Under his father, prior to the Mexican War, he learned the trade of a blacksmith and wagonmaker, and at the common schools acquired a fair English education. Soon after returning from Mexico he was appointed Deputy Sheriff; in 1848 he was promoted by election to the office of Sheriff, and re-elected in 1852. From the close of his official term up to the outbreak of the late war he was in the mercantile business in Winchester, and between the years 1866 and 1870 he was Judge of the County Court. He was one of the organizers, and for sometime a Director in the People's, or First National Bank of Winchester, mentioned elsewhere in this volume, but had withdrawn from it before its collapse. In 1870 he established the Winchester 'Independent', a weekly sheet of considerable local prominence, and edited it until 1883, at which time he sold it to the 'Standard' people, who retired it at once from circulation.

Ample and exact justice will scarcely ever be done Col. Thomas H. Flynn as a soldier. Upon the bloody field of Buena Vista he distinguished himself for bravery and was promptly promoted therefor in the very midst of that battle. And when the dark clouds of war hovered over our country, and finally enveloped it in gloom, Col. Flynn became satisfied that to conquer the South was no mere "breakfast spell," and so he responded to his country's call with alacrity, by enlisting in the army, which event occurred at Winchester Aug. 13, 1862. After his enlistment he was almost at once elected Captain of Company D. 129th Illinois Infantry, and on May 25, 1863, at Gallatin, Tenn., he was promoted to Major. In this connection it may be interesting to many who remember the event, to record the fact that in the election for the office of Major, Captain Flynn tied with Captain Beard of Company E. and the matter was referred to Gov. Dick Yates, who, without hesitation, made out a commission for Flynn as Major. On June 14, 1864, in the field, near Kenesaw Mountain, Major Flynn became Lieutenant Colonel.

In all the battles fought by that gallant old regiment, the 129th Illinois Infantry - and they were legion - Col. Flynn took an active part; and at Peach Tree Creek, the battle that made Benjamin Harrison President of the United States, his regiment, then under the command of the Colonel, and led by him personally, undoubtedly constituted the pivotal point and made decisive victory possible. To the men who actually fought that battle it is well known that Flynn earned distinction as a regimental commander, and added fresh laurels to his already exalted reputation for personal courage in the face of multiplied deaths. At Resaca he was a conspicuous figure and leader, and, at the head of his regiment, was the real captor of the fort. So at Averysboro, where a battery captured by him and turned over to Gen. Dustin, was reported by that officer and credited to his own command, while as a matter of truth and impartial history, not even a part of his brigade had participated in its capture. Col. Flynn was with his command at Savannah, Ga., and through to Raleigh and Richmond, and on to Washington, finally winding up in that grand blaze of glory where the victorious army was reviewed for the last time prior to its disbandment.

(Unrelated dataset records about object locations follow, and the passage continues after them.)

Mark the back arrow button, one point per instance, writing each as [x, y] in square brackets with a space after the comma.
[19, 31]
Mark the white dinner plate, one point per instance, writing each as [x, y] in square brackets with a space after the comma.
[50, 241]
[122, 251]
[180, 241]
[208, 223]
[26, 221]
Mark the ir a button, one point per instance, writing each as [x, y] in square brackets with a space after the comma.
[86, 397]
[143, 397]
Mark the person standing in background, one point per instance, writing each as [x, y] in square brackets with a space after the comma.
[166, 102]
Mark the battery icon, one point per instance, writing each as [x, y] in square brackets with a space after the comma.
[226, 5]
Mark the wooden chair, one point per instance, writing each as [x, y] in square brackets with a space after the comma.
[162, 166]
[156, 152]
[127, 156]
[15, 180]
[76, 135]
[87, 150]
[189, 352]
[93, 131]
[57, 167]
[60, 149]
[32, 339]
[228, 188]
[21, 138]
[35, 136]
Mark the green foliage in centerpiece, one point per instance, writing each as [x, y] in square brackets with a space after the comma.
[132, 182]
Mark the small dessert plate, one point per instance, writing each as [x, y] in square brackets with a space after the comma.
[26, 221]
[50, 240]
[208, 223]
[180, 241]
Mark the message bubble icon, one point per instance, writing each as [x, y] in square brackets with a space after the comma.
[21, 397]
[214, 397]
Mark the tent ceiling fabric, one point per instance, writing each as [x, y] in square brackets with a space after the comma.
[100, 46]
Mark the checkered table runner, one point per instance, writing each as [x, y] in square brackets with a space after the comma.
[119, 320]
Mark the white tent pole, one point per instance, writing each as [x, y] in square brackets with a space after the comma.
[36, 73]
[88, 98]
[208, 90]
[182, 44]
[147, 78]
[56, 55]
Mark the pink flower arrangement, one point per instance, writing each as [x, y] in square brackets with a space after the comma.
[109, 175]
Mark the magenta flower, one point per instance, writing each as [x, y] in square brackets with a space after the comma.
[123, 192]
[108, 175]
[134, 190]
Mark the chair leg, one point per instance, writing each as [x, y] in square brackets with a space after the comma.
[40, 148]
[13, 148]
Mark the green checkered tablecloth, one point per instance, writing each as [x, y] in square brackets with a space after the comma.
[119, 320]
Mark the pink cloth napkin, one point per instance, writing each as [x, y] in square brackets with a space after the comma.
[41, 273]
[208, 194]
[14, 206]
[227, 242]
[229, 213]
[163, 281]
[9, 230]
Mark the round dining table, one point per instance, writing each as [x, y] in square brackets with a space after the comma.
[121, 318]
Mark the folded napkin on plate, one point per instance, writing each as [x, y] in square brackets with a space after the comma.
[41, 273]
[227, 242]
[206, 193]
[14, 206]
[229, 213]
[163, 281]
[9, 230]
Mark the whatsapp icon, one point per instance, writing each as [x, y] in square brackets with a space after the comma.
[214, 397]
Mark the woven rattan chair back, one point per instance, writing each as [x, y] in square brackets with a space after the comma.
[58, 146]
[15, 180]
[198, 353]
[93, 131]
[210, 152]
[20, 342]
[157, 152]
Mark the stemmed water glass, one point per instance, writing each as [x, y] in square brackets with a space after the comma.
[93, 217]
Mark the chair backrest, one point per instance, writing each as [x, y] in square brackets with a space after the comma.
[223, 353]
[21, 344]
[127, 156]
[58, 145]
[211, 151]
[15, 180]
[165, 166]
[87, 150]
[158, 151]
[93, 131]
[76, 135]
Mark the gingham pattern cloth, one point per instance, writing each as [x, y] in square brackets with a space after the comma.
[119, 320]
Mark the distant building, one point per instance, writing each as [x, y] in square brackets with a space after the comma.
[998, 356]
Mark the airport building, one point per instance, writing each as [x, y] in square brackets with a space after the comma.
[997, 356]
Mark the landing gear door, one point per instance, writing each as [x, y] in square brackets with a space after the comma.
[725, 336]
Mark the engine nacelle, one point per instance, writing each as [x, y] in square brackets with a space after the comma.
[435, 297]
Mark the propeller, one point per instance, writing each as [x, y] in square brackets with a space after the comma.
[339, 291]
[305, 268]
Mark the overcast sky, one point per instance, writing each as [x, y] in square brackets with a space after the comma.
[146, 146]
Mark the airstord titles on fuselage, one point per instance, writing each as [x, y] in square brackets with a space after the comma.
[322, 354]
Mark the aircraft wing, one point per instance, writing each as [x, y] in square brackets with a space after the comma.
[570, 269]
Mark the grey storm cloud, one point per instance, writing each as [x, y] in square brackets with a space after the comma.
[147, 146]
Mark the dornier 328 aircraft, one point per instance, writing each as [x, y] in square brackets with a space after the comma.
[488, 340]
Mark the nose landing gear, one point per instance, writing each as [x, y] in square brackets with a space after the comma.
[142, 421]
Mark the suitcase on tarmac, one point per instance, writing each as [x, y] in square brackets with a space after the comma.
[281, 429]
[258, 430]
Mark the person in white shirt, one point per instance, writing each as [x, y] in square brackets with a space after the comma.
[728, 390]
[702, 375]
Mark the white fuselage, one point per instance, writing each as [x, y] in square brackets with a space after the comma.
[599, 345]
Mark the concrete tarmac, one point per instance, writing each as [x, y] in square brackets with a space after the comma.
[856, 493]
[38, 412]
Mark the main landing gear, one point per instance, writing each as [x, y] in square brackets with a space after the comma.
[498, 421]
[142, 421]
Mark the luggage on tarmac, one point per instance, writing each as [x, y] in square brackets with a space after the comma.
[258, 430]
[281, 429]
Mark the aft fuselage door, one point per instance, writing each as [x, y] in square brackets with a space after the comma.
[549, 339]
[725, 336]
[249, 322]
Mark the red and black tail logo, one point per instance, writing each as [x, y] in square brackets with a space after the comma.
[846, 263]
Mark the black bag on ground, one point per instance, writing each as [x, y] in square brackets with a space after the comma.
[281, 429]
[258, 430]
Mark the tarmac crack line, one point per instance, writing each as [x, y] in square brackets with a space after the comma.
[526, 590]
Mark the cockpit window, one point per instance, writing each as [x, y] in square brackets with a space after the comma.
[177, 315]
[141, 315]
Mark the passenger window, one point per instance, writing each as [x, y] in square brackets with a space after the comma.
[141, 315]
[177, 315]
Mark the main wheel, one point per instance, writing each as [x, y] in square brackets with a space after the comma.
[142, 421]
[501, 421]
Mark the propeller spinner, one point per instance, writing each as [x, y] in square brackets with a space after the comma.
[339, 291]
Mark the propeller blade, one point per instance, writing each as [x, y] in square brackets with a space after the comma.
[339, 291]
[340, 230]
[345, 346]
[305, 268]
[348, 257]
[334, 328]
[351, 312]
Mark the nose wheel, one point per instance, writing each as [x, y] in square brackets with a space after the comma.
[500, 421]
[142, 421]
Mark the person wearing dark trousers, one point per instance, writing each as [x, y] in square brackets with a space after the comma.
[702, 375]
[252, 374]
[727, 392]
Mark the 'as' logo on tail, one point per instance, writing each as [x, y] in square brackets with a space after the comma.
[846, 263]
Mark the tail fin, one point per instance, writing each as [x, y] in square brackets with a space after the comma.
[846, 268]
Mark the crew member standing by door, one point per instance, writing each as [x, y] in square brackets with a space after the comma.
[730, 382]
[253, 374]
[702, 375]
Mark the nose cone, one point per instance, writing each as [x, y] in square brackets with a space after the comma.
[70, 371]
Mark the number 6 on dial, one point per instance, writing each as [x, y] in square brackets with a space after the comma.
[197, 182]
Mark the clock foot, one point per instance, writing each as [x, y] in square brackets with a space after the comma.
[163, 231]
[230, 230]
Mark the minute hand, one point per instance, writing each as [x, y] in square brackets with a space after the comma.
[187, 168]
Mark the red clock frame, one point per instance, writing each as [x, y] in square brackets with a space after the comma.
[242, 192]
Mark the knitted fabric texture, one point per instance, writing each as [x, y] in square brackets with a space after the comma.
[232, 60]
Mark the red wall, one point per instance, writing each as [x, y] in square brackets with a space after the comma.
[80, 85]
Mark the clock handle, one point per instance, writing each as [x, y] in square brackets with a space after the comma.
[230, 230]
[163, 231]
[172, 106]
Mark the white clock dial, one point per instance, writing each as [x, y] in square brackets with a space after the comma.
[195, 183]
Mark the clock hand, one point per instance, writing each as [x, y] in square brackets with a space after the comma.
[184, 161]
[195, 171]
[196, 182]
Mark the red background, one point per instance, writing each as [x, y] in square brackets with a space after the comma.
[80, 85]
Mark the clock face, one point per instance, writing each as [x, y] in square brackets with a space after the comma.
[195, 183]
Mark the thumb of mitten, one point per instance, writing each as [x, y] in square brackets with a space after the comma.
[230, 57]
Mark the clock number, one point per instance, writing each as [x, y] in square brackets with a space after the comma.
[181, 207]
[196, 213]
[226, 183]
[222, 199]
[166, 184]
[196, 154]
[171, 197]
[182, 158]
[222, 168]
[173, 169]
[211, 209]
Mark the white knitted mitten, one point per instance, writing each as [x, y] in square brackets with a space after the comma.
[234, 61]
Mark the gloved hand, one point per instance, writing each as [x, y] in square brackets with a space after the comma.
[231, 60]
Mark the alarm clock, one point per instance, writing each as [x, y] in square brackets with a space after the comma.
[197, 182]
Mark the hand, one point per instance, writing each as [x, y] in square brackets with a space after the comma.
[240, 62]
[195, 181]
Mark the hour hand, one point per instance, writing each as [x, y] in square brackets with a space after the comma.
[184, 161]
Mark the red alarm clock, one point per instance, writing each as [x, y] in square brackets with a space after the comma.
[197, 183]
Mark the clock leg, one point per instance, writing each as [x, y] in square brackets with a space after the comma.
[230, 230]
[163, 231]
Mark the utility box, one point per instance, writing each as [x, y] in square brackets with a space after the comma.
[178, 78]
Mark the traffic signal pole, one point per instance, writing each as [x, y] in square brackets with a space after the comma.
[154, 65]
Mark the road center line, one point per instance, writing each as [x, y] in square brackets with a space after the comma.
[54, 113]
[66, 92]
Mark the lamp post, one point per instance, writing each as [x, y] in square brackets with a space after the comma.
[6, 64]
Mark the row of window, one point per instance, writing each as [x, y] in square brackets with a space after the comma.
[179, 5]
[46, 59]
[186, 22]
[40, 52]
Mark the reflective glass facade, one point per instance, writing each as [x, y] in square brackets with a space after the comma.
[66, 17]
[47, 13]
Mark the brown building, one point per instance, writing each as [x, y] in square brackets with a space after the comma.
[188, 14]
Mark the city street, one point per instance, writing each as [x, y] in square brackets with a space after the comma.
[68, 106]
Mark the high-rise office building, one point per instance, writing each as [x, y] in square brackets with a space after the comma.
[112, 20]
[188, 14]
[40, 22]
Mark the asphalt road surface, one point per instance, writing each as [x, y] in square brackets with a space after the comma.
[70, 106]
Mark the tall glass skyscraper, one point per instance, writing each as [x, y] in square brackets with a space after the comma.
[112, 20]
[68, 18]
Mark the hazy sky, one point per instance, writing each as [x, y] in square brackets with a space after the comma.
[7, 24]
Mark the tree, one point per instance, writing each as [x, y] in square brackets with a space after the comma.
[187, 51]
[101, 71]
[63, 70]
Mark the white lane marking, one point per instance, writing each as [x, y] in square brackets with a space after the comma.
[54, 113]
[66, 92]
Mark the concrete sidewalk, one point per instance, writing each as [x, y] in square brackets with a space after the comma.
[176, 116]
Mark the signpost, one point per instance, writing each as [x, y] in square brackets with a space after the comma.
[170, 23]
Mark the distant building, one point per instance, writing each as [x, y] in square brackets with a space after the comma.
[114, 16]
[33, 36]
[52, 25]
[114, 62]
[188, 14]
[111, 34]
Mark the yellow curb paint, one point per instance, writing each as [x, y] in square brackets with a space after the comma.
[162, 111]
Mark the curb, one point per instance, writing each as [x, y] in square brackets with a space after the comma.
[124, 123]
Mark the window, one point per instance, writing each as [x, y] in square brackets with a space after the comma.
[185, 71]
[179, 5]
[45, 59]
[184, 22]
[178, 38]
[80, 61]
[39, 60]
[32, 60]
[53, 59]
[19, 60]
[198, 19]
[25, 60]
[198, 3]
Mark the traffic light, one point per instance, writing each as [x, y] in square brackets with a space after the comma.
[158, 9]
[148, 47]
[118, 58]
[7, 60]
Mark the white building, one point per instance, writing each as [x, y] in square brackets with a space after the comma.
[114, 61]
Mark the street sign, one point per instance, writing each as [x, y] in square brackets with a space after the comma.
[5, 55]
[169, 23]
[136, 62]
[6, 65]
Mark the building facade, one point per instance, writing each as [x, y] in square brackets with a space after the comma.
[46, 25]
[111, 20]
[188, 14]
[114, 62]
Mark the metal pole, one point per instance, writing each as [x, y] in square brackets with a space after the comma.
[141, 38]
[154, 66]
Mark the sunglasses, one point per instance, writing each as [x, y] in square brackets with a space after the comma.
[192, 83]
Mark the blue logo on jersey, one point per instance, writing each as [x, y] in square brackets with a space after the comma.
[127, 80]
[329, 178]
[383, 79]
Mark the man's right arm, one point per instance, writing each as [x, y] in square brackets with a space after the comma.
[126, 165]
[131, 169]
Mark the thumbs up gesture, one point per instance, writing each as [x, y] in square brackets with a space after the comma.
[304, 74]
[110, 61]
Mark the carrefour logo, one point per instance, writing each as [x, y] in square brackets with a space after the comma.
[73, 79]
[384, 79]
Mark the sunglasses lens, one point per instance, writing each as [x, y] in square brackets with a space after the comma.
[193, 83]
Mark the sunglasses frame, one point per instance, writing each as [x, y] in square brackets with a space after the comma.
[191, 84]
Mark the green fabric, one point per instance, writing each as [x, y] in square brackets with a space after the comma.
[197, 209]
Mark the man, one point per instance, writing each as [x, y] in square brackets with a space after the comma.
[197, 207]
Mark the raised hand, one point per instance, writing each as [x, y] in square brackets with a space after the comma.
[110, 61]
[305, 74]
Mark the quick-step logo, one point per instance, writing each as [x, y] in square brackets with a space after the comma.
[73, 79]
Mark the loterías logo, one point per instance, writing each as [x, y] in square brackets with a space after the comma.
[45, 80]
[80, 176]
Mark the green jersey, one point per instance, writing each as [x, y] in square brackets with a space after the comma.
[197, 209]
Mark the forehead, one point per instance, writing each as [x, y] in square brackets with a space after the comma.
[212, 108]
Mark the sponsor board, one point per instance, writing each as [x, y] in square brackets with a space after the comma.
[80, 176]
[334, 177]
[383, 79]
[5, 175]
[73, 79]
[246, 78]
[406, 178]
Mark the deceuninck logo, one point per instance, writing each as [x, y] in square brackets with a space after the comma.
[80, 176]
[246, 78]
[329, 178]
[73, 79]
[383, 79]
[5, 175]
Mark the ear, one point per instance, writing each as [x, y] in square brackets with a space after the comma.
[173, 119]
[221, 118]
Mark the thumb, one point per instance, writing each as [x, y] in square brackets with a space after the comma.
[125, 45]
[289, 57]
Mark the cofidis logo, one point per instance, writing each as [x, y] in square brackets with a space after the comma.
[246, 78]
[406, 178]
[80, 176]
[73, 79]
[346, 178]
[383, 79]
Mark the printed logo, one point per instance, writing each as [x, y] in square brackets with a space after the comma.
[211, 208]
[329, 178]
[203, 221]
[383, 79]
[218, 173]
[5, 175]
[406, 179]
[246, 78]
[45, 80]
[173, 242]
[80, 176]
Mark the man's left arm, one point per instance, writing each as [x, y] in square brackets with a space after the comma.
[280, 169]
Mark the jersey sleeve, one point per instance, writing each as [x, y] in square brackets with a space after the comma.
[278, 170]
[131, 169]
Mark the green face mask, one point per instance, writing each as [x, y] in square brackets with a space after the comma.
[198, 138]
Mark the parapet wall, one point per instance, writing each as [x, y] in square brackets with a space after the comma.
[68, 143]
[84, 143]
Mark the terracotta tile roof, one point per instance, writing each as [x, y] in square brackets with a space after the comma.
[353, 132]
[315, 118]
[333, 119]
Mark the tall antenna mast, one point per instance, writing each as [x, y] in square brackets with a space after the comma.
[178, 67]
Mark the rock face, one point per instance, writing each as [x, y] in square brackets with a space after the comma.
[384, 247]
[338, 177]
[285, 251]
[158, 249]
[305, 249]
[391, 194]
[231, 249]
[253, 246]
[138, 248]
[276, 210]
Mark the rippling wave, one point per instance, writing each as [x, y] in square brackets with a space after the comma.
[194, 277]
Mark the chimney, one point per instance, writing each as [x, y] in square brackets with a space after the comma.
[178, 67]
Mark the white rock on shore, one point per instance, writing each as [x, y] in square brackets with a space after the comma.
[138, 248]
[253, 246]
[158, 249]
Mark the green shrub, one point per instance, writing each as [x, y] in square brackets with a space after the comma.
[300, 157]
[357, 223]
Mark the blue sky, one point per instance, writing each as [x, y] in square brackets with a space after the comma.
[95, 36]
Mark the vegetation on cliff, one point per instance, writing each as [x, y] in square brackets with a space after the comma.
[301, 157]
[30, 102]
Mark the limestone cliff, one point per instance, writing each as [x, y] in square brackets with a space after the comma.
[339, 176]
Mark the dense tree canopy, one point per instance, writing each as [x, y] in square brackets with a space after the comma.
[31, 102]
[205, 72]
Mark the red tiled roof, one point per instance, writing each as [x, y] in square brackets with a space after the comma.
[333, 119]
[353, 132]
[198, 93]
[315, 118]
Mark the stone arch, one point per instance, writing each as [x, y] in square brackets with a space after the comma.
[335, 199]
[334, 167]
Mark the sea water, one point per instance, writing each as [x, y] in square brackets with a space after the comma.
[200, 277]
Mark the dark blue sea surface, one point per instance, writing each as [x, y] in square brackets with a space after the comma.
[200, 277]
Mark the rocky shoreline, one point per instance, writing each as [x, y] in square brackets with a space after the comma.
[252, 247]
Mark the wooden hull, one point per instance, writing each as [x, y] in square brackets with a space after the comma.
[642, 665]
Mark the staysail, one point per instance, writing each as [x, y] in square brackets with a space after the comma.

Of the many brave men remembered in the pages of history for their gallant and heroic deeds during the war so pregnant with peril and death, there is none more deserving nor reaching higher on the list of those who dared to do than he whose name heads this sketch. At Winchester, Aug. 9, 1869, Col. Flynn was married to Mrs. Agnes Burgess, nee Mallory, and the two children born to them at Belle (Mrs. Stephen Lemon) and Thomas H. Flynn, Jr.